When Dr. Robert Wachter coined the term “hospitalist” in a 1996 New England Journal of Medicine article on what at the time was a new concept — doctors who only cared for hospitalized patients — he didn’t imagine how much the field would grow in such a short time.

“Things went viral very quickly,” recalls Wachter, now associate chairman of the Department of Medicine and chief of the Division of Hospital Medicine at University of California, San Francisco. “I began getting calls from hospitals immediately.”

Fast-forward to 2014, and hospital medicine is the fastest growing specialty, currently offered at 72 percent of U.S. hospitals, according to the Society of Hospital Medicine. In the last decade alone, the number of hospitalists has nearly quadrupled to more than 44,000. President Obama’s nominee for Surgeon General, Vivek Murthy, even worked as a hospitalist at Brigham and Women’s Hospital in Boston.

Today hospitalists, whether they are employed directly by hospitals or are part of hospital medicine practices, are shaping policies, helping to implement information technology systems, tackling preventable readmission rates and designing protocols for things like infection control and fall prevention. They are also helping hospitals to cut costs by ordering fewer CT scans and lab tests, Wachter says. All of this aligns with the goal of the Affordable Care Act to reduce costs and improve the quality of health care.

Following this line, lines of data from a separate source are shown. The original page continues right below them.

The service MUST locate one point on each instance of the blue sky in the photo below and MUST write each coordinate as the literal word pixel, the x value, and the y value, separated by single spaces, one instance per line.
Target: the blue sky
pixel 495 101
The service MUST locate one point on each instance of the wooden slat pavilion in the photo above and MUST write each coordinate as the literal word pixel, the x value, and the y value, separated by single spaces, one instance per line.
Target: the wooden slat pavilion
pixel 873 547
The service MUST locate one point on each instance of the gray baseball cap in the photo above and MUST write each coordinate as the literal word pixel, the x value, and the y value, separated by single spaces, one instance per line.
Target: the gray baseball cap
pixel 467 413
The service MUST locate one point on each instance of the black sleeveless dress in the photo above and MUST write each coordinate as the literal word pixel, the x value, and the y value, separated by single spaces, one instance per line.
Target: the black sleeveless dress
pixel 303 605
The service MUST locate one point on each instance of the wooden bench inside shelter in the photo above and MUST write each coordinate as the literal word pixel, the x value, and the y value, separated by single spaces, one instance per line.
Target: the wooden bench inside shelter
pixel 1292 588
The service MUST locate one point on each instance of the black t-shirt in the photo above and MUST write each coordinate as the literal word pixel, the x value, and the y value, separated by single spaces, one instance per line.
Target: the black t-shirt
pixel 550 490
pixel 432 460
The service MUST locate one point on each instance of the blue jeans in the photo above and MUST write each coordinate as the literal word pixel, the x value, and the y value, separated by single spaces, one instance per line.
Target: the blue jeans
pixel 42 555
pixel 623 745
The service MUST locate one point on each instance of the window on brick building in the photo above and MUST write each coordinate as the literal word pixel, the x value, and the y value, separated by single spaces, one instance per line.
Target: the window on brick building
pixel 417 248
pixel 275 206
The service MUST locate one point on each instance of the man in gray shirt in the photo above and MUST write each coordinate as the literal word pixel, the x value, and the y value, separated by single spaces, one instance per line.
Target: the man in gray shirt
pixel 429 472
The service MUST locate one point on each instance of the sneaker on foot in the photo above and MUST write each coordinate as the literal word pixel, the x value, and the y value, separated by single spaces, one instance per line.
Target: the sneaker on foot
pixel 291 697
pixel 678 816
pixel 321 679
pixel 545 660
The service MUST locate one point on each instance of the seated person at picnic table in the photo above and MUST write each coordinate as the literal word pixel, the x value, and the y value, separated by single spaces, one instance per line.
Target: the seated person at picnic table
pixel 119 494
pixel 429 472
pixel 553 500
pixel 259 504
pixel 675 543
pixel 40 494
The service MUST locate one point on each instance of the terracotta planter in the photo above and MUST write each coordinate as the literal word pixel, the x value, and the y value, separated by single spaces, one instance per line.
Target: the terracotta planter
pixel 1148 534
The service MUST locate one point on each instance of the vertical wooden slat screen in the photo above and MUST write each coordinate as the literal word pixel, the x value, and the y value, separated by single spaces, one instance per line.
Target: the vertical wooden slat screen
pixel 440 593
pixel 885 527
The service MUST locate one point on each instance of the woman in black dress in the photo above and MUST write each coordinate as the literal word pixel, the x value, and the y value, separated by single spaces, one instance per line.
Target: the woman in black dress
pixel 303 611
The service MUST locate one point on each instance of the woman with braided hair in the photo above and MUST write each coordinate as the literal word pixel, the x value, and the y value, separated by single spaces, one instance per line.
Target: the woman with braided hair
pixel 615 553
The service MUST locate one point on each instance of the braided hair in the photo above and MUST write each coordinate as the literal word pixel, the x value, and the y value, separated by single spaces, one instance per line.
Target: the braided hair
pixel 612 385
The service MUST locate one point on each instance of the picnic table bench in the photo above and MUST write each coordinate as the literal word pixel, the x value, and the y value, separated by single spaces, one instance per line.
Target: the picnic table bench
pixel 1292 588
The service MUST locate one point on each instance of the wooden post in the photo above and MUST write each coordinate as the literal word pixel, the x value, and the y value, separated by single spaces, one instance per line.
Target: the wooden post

“Everything that relates to hospital value, we see this being on our plate and as part of our mandate,” Wachter says. “We’re in the middle of all of it.”

Dr. Burke Kealey, president-elect of the Society of Hospital Medicine, who works as a hospitalist with the Health Partners Medical Group in Minnesota, says there are a number of quality initiatives that the society has encouraged hospitalists to be involved in through a mentoring program. The current program includes helping older adults be successful after hospital discharge, preventing readmissions, and improving glycemic control.

“There is an inherent benefit of having someone in the hospital day in and day out,” Kealey says.

Years ago, doctors typically worked as hospitalists for a year or two, but that’s changed, with a lot less turnover and facilities building up a core of career hospitalists. In 2009, the American Board of Internal Medicine created a pathway for practicing hospitalists to complete their maintenance of certification in hospital medicine, instead of general internal medicine.